O panorama descrito nesta notícia, está longe de ser um caso isolado. Nos últimos anos, enquanto responsável pela gestão de redes de abastecimento municipais, assisti “em primeira mão” a situações similares em diferentes equipamentos: escolas, centros de saúde, lares, tribunais ou espaços verdes onde se verificavam significativas perdas de água em virtude de roturas e/ou do mau estado dos respetivos sistemas prediais.
Destas experiências o que mais impressionava era a aparente indiferença dos utilizadores desses equipamentos ou edifícios. Desde que a água não faltasse nas torneiras, aparentemente, aquele não era um problema seu. Frequentemente, quando um funcionário era interpelado, a resposta vinha em forma de “AH! Isso não é connosco sabe, mas vamos avisar”. Era a entidade gestora e fornecedora de água, quem alertava o responsável do espaço e seu cliente, para o consumo anormal e desperdício de água (não raras vezes, colaborando na sua reparação). Muitas destas situações arrastavam-se, sem resolução por semanas ou meses.
Como, com certeza, estes casos não estão confinados aos municípios que conheço, é fácil perceber o potencial de redução de consumos de água nos equipamentos públicos espalhados por todo o País (e, imagino, o potencial de redução de consumo de energia). É (e bem) frequentemente referida a importância de redução das perdas nos sistemas de abastecimento de água em muitos sistemas municipais. Pois, parte destas perdas também resultam da incapacidade de resolver coisas tão simples como reparar uma tubagem no interior de uma escola, de um estabelecimento de saúde ou de uma instalação militar como na notícia acima citada.
Em parte, esta inação explica-se pela distância da entidade que tutela os diferentes espaços de utilização pública. Por ex., um centro de saúde é gerido pelo departamento de uma administração regional de saúde, uma escola, pelo equivalente departamento público que integra a estrutura tutelada pelo ministério da educação. Este contexto promove uma diluição de responsabilidades.
“Think Global, Act Local”
Para muitos responsáveis dos mais variados organismos públicos com responsabilidade na gestão e administração de um vasto parque de património público, parece ser mais apelativo – “mais sexy” – discursar sobre temáticas em voga com a “transição energética”, a “economia circular”, a “resiliência” ou a “descarbonização” (se há coisa que nós portugueses sabemos fazer bem, é aprender uma cartilha e, com mais ou menos erudição, repeti-la em diferentes capelinhas). No entanto, diz a sabedoria popular que “o exemplo vem de cima”, pelo que, se aqueles conceitos são uma verdadeira prioridade das políticas públicas terá de caber ao Estado, nomeadamente, os seus funcionários e servidores públicos, serem os primeiros a tomar consciência do Valor da Água.
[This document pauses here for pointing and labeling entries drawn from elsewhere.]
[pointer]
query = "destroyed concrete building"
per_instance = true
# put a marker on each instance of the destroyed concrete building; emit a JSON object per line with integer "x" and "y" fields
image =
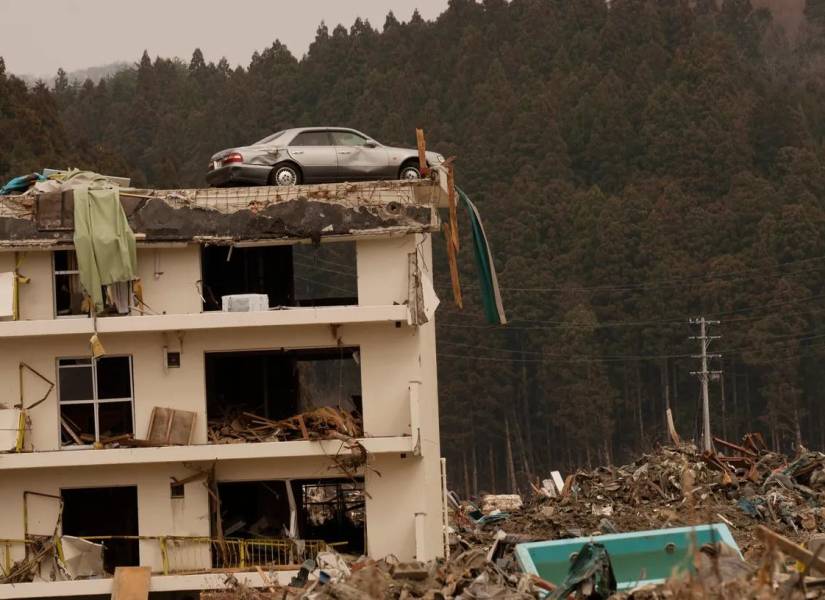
{"x": 266, "y": 387}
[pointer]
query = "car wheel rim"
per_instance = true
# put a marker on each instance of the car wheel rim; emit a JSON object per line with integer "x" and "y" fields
{"x": 286, "y": 176}
{"x": 410, "y": 173}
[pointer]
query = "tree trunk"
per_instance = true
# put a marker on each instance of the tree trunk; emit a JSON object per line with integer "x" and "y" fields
{"x": 475, "y": 466}
{"x": 748, "y": 402}
{"x": 492, "y": 472}
{"x": 675, "y": 380}
{"x": 724, "y": 406}
{"x": 797, "y": 425}
{"x": 735, "y": 392}
{"x": 466, "y": 475}
{"x": 522, "y": 450}
{"x": 639, "y": 404}
{"x": 528, "y": 431}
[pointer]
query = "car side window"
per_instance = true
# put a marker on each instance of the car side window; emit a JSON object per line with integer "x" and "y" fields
{"x": 311, "y": 138}
{"x": 347, "y": 138}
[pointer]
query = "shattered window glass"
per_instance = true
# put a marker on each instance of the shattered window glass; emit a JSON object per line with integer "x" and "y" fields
{"x": 96, "y": 399}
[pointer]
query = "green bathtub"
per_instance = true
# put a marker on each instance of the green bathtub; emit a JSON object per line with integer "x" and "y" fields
{"x": 638, "y": 558}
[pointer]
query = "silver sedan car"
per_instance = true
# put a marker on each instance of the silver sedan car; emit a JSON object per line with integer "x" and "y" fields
{"x": 314, "y": 155}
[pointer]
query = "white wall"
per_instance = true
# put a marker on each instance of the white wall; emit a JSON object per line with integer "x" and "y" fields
{"x": 391, "y": 357}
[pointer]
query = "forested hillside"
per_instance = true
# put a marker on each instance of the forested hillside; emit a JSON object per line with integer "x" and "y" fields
{"x": 636, "y": 166}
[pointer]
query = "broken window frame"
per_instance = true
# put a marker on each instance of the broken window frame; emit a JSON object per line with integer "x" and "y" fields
{"x": 65, "y": 273}
{"x": 95, "y": 401}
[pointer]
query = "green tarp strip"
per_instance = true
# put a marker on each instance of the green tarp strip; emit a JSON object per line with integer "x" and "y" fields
{"x": 103, "y": 240}
{"x": 490, "y": 293}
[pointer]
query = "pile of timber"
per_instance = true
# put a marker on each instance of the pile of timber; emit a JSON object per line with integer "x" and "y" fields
{"x": 322, "y": 423}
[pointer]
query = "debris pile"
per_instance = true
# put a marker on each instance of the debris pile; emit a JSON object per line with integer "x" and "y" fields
{"x": 322, "y": 423}
{"x": 680, "y": 486}
{"x": 469, "y": 575}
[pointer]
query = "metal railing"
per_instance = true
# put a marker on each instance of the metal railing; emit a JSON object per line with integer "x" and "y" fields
{"x": 182, "y": 554}
{"x": 192, "y": 553}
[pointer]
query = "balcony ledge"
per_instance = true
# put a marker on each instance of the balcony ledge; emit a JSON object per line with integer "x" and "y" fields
{"x": 195, "y": 453}
{"x": 326, "y": 315}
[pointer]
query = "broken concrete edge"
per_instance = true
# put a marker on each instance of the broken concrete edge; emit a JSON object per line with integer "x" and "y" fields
{"x": 229, "y": 215}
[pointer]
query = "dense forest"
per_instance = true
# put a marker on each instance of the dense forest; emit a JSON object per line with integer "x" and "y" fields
{"x": 637, "y": 163}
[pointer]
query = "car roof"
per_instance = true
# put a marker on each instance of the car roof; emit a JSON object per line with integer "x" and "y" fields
{"x": 297, "y": 130}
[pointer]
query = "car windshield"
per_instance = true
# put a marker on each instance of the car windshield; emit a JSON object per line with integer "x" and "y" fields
{"x": 269, "y": 139}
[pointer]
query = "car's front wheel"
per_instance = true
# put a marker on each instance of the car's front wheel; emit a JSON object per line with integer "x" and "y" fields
{"x": 285, "y": 174}
{"x": 409, "y": 172}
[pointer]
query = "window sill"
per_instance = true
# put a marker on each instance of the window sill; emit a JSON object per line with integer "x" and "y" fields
{"x": 203, "y": 452}
{"x": 210, "y": 320}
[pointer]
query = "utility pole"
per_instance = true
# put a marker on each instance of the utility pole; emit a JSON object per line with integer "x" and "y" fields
{"x": 704, "y": 375}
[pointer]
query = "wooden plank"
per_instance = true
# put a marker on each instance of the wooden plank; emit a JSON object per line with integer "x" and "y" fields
{"x": 303, "y": 426}
{"x": 453, "y": 204}
{"x": 731, "y": 446}
{"x": 180, "y": 427}
{"x": 131, "y": 583}
{"x": 790, "y": 548}
{"x": 453, "y": 262}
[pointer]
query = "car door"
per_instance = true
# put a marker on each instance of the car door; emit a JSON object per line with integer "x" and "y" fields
{"x": 315, "y": 154}
{"x": 359, "y": 157}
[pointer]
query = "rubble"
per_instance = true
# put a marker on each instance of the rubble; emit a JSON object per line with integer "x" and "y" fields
{"x": 678, "y": 487}
{"x": 322, "y": 423}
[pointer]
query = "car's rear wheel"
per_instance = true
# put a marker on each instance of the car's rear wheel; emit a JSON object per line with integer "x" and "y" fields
{"x": 285, "y": 174}
{"x": 409, "y": 171}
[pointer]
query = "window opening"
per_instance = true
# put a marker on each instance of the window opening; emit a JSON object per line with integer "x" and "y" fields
{"x": 68, "y": 293}
{"x": 333, "y": 510}
{"x": 96, "y": 399}
{"x": 177, "y": 490}
{"x": 298, "y": 275}
{"x": 253, "y": 513}
{"x": 311, "y": 138}
{"x": 106, "y": 511}
{"x": 347, "y": 138}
Um metro cúbico de água potável, incorpora em si: a água bruta, a energia, os reagentes usados no seu tratamento, o processamento e encaminhamento dos resíduos de clarificação, a operação e manutenção dos equipamentos usados na sua captação, tratamento e transporte e o trabalho dos que asseguram toda esta cadeia. Evitar desperdícios, ser eficiente e tomar medidas efetivas como, por ex., apostar na criação e treino de equipas capazes de atuar rapidamente sobre a ocorrência de roturas de água ou assegurar a adequada manutenção das redes destes edifícios, poderia ter um impacto mais concreto e palpável na concretização dos objetivos relacionados com a sustentabilidade económica e ambiental quando comparados com o resultado de muitas ações e anúncios que, pomposa e abstratamente, vemos referidas nos mais variados fóruns e eventos.
Obviamente, a economia circular ou a transição energética são de vital importância e merecedoras de toda a nossa atenção, mas ao “Pensamento” temos de saber e conseguir juntar “Ação”.
Para finalizar esta reflexão (e desabafo), uma sugestão: considerando o enorme desafio relacionado com o rejuvenescimento dos quadros técnicos de câmaras municipais, empresas públicas e as mais diversas entidades do Estado enfrentam, porque não apostar num programa de formação e treino orientado para a capacitação de jovens profissionais na operação e manutenção de redes de abastecimento e distribuição de água? Certamente, a sua integração no mercado de trabalho traduzir-se-ia em ganhos de eficiência e poupanças de recursos com impacto positivo do ponto de vista ambiental e económico.
Planear, aferir, mudar!!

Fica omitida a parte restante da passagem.